Un centrosinistra spaesato, a volte assente, con scarso coraggio, crasso, indolente, litigioso. Che palle!

Eppure il Paese esprime il bisogno di politica, possibile che non si riesca a cambiare? Una sinistra che non riesce a costituire una rappresentanza adeguata,

si infiamma su temi specifici o speciosi, di scarso interesse per i molti, come la riabilitazione di Craxi di questi giorni, i nuovi assetti del PD o la fissazione di dovere costruire una nuova sinistra alla sua sinistra.

Scrivo una provocazione, non esaustiva e incompleta, e già metto le mani avanti dicendo che le giustificazioni ci sono tutte, il mondo che cambia sotto i colpi delle innovazioni tecnologiche, la globalizzazione dell’economia con i suoi scompensi economici, la frammentazione sociale e la crisi della rappresentanza politica e sociale. Dopo di che?

Ciò che riguarda la vita reale sembra passare troppo spesso in secondo ordine, in un dibattito che appare inadeguato, tranne un solo tema, l’immigrazione su cui il centrosinistra ha paura di esprimersi nettamente e con coraggio per convenienze elettorali.
Eppure le cronache di tutti i giorni ci raccontano cose diverse, le disuguaglianze aumentano e la povertà relativa cresce, i giovani non trovano un lavoro retribuito adeguatamente e non mettono su famiglia, c’è il tema della casa e del caro-affitto, del lavoro discriminato per le donne e per i migranti, degli infortuni sul lavoro in aumento, delle periferie urbane abbandonate a sé stesse, della violenza contro le donne e quella di genere, della droga in pericoloso aumento tra le fasce giovanili e della dispersione scolastica, del Sud che arretra e si svuota, del territorio fragile che va in pezzi, dei pensionati in difficoltà economica e che non riescono a curarsi adeguatamente, della sanità pubblica in affanno, della evasione fiscale diffusa e dei controlli pressoché inesistenti, della criminalità mafiosa che permea l’economia e le istituzioni e … mi fermo. Noi dove stiamo?

Non è però che questi temi non siano presidiati, fortunatamente c’è la supplenza del volontariato sociale che ne discute e se ne occupa, la cosiddetta società civile.

E nella assenza e inconsistenza dei partiti al potere, nella confusione e nel trasformismo, nella frammentazione della rappresentanza politica nascono forze antisistema come M5Stelle, si alimenta il nazionalismo di Salvini e Meloni e, per nostra fortuna oggi, nuotano anche le Sardine.

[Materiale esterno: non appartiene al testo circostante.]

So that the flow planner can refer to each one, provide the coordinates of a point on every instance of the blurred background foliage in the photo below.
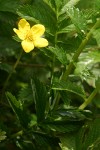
(30, 117)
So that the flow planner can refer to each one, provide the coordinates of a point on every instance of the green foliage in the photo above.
(55, 90)
(40, 98)
(69, 86)
(18, 109)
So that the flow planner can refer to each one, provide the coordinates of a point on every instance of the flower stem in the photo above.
(89, 99)
(79, 50)
(14, 67)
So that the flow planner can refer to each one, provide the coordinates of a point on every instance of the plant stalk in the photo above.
(14, 67)
(90, 98)
(79, 50)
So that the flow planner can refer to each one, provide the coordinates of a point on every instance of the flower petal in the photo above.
(21, 35)
(27, 45)
(40, 42)
(23, 29)
(37, 30)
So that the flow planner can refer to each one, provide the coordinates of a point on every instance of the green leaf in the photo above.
(89, 136)
(6, 5)
(77, 19)
(39, 12)
(6, 67)
(64, 120)
(40, 98)
(96, 35)
(59, 53)
(70, 87)
(2, 135)
(26, 95)
(67, 142)
(18, 109)
(97, 83)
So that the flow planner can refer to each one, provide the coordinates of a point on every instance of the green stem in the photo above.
(79, 50)
(89, 99)
(6, 82)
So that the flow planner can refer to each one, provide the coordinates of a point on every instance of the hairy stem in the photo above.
(79, 50)
(6, 82)
(89, 99)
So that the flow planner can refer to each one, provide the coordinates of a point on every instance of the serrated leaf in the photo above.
(69, 4)
(40, 98)
(89, 136)
(18, 109)
(70, 87)
(59, 53)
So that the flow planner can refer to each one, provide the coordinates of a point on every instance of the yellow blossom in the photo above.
(31, 36)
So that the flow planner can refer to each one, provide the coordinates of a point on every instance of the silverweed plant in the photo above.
(50, 74)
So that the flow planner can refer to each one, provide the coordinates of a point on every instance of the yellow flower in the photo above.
(31, 36)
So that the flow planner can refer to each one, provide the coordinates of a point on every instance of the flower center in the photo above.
(29, 36)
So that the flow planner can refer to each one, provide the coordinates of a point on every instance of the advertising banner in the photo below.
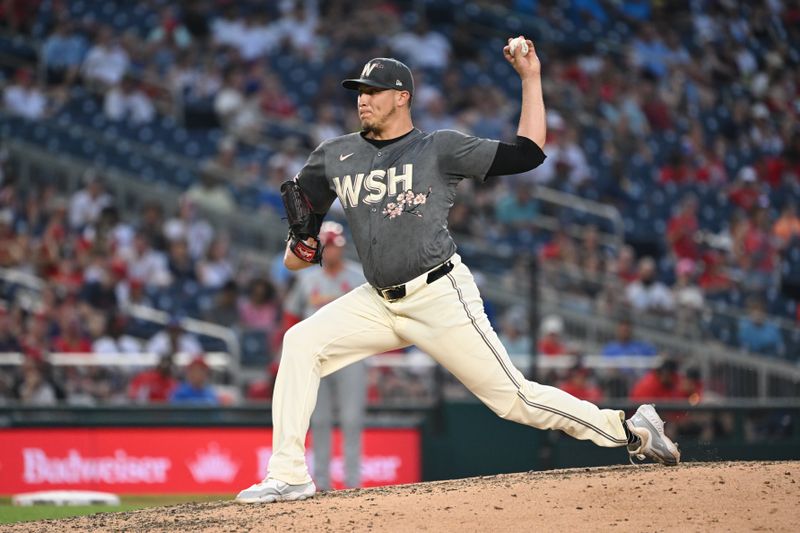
(180, 460)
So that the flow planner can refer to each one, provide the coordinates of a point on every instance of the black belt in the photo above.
(399, 291)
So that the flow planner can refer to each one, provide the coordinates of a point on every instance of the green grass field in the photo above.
(10, 513)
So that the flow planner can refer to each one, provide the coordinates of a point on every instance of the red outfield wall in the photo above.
(179, 460)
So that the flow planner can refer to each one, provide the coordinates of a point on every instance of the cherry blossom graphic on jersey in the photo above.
(406, 202)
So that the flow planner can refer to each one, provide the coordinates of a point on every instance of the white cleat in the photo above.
(272, 490)
(654, 445)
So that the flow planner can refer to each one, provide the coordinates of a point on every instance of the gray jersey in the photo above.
(316, 287)
(396, 197)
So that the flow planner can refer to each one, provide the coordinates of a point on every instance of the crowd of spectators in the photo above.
(688, 123)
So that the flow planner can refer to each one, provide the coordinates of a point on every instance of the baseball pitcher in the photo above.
(397, 184)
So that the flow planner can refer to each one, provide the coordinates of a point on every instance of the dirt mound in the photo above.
(691, 497)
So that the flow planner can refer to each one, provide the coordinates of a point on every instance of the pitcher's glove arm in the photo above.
(303, 223)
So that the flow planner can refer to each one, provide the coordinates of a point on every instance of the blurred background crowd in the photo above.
(681, 115)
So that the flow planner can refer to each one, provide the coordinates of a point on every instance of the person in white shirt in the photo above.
(24, 98)
(424, 48)
(647, 293)
(196, 231)
(215, 270)
(173, 339)
(107, 60)
(147, 264)
(86, 204)
(126, 101)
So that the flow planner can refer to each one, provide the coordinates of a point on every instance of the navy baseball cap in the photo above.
(383, 73)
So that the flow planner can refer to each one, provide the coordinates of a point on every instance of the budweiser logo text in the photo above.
(212, 464)
(75, 469)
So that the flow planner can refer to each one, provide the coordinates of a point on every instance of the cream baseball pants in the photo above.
(445, 320)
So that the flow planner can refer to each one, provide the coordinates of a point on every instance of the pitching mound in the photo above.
(691, 497)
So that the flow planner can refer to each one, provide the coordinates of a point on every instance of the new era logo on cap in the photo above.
(384, 73)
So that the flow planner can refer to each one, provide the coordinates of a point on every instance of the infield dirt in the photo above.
(756, 496)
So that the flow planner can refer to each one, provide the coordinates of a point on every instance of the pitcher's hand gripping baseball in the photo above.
(304, 224)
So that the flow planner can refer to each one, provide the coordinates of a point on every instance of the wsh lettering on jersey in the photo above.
(372, 187)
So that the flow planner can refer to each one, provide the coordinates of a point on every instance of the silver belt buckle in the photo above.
(384, 293)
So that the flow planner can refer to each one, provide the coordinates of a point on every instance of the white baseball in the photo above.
(518, 42)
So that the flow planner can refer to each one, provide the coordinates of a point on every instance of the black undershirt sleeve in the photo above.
(521, 156)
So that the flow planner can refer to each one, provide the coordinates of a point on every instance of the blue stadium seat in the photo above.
(255, 348)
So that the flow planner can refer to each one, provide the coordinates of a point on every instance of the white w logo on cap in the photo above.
(368, 68)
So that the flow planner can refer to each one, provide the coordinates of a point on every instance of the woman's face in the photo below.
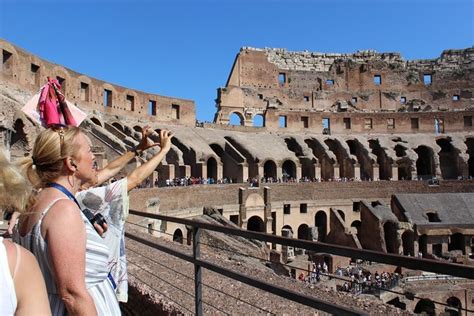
(84, 160)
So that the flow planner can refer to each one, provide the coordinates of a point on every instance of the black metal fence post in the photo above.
(197, 271)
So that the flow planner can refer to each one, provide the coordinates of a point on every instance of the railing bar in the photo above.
(369, 255)
(238, 299)
(285, 293)
(153, 289)
(282, 292)
(172, 285)
(207, 285)
(164, 266)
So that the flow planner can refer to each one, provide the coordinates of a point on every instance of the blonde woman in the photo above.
(70, 252)
(23, 291)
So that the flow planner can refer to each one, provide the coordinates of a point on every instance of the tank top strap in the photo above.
(18, 259)
(43, 213)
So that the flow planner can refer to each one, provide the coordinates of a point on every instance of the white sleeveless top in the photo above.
(8, 300)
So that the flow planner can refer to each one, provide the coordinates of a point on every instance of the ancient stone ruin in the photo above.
(366, 150)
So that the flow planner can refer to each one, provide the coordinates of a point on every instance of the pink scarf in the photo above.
(52, 105)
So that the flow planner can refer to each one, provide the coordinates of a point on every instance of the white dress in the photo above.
(97, 282)
(8, 301)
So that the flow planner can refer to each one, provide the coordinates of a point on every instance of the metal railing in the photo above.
(199, 264)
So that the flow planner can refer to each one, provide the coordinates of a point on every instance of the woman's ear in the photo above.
(71, 164)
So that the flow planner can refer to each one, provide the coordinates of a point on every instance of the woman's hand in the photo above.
(145, 143)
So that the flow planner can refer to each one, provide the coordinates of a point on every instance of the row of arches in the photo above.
(339, 158)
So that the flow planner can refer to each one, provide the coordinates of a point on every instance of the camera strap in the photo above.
(73, 198)
(63, 190)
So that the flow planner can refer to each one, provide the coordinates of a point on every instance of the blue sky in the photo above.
(186, 48)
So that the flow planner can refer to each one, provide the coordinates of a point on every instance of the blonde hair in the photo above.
(15, 189)
(51, 147)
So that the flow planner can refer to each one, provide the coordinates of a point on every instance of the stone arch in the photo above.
(357, 225)
(470, 152)
(408, 243)
(390, 234)
(130, 100)
(425, 165)
(96, 121)
(109, 103)
(236, 116)
(60, 71)
(342, 215)
(423, 244)
(346, 165)
(448, 159)
(255, 223)
(326, 161)
(255, 200)
(363, 158)
(304, 232)
(404, 168)
(457, 242)
(454, 306)
(425, 305)
(118, 126)
(383, 160)
(211, 164)
(269, 169)
(19, 140)
(178, 236)
(85, 93)
(288, 169)
(289, 228)
(258, 120)
(321, 222)
(307, 162)
(9, 65)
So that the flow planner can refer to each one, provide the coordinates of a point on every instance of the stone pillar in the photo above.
(279, 172)
(298, 173)
(245, 173)
(416, 248)
(429, 249)
(336, 171)
(376, 172)
(357, 171)
(268, 209)
(153, 226)
(220, 172)
(185, 171)
(154, 177)
(202, 169)
(166, 172)
(242, 208)
(444, 247)
(394, 172)
(317, 171)
(260, 172)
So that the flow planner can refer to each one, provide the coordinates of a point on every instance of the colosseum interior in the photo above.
(365, 150)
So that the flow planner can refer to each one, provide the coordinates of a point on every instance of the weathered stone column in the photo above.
(298, 173)
(317, 171)
(376, 172)
(184, 171)
(336, 171)
(357, 171)
(268, 209)
(220, 171)
(154, 226)
(394, 172)
(202, 169)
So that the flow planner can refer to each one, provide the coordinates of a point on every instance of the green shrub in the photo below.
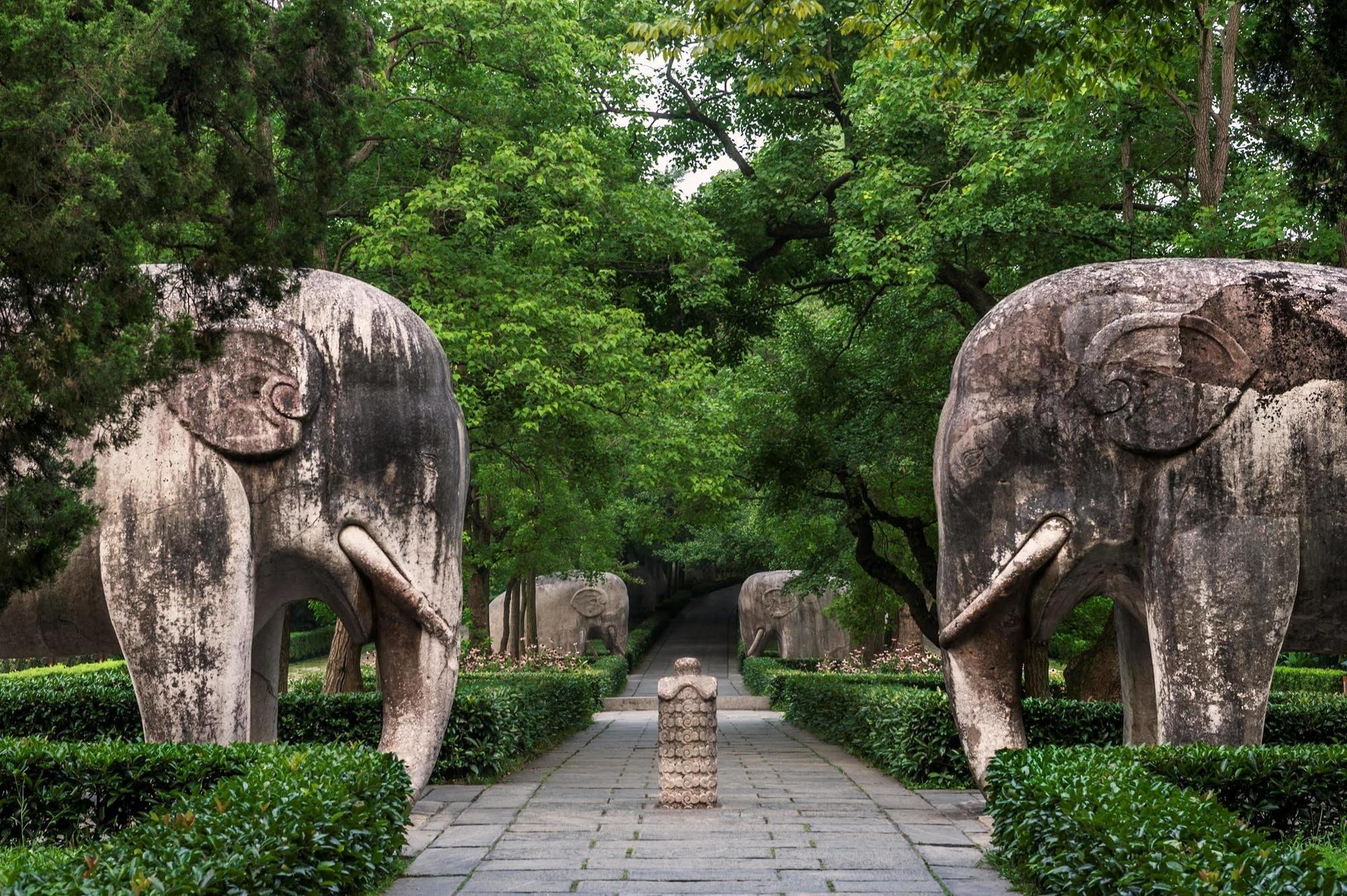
(41, 672)
(193, 819)
(640, 640)
(498, 722)
(1290, 679)
(768, 676)
(310, 645)
(1132, 821)
(910, 732)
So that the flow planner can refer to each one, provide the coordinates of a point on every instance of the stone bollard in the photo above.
(688, 738)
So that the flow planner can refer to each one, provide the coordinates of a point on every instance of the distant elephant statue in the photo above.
(320, 455)
(768, 610)
(1171, 434)
(573, 610)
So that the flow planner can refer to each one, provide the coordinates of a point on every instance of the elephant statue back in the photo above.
(770, 610)
(573, 610)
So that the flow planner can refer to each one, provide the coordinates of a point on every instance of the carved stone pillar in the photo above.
(688, 738)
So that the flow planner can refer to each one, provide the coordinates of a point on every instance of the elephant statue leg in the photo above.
(1139, 680)
(178, 578)
(1220, 596)
(266, 679)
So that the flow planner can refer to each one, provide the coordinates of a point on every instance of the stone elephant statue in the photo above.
(1171, 434)
(321, 454)
(572, 610)
(798, 622)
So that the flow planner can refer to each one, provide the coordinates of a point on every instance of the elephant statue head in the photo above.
(770, 610)
(319, 455)
(572, 611)
(1170, 434)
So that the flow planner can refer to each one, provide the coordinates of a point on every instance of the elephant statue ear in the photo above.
(251, 401)
(589, 602)
(1163, 380)
(779, 603)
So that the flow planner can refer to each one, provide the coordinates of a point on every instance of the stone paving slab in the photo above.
(797, 817)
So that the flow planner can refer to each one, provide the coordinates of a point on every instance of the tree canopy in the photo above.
(747, 372)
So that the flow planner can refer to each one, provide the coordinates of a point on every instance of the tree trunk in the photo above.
(1129, 209)
(1037, 670)
(1094, 675)
(343, 673)
(284, 677)
(517, 619)
(507, 618)
(531, 610)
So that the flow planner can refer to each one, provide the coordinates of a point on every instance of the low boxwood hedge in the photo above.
(910, 732)
(498, 722)
(768, 676)
(1291, 679)
(1169, 820)
(195, 819)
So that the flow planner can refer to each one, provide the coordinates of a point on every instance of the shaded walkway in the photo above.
(708, 629)
(797, 816)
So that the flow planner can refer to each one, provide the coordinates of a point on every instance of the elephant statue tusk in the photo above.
(374, 561)
(758, 642)
(1042, 547)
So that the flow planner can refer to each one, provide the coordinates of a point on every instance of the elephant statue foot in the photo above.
(321, 455)
(1171, 434)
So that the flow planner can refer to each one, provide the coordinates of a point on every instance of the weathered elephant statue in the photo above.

Il tema è come mettere a comune denominatore le forze democratiche del centrosinistra e della sinistra e le loro proposte. Non che sappiano solo indicare soluzioni laddove le cose vanno bene di proprio, come nel modello Milano, quando è facile investire dove i soldi arrivano e alimentano anche bellezza e cultura, ma che si perde quando ci si allontana dalle cosiddette aree ZTL.

Se la soluzione è la degenerazione a cui stiamo assistendo da mesi, nel big bang che spinge a formare nuovi partiti, a frammentare gli stessi in piccole tribù legate a leaderismi più o meno forti, a chiedere un sistema elettorale proporzionale che ci porterà a contare ma dopo il voto, se va bene, ecco allora che siamo fritti.

Siamo noi, militanti nei partiti del centrosinistra e della sinistra, affetti da un morbo malsano che ci spinge a guardare solo nel nostro comodo giardino e a occuparci meno delle persone e più delle poltrone? A non sapere incontrare quei pezzi di società che non trova più rappresentanza e che ci illudiamo di recuperare (tornare nei territori)? A rappresentare solo i frammenti sociali di cui facciamo parte e a cui già parliamo? Spesso frammenti di classe media (come ci dicono i campioni di indagine) garantita nel lavoro, magari nel pubblico impiego, o nella pensione frutto di una fase economica positiva che pone su spalle più giovani il debito pubblico? La sensazione è che ci si parli tanto e troppo addosso, per inadeguatezza e per isolamento. Anche per questo ho smesso di frequentare le liturgie di partito pur facendone ancora parte. Eppure il Paese esprime il bisogno di politica, possibile che non si riesca a cambiare?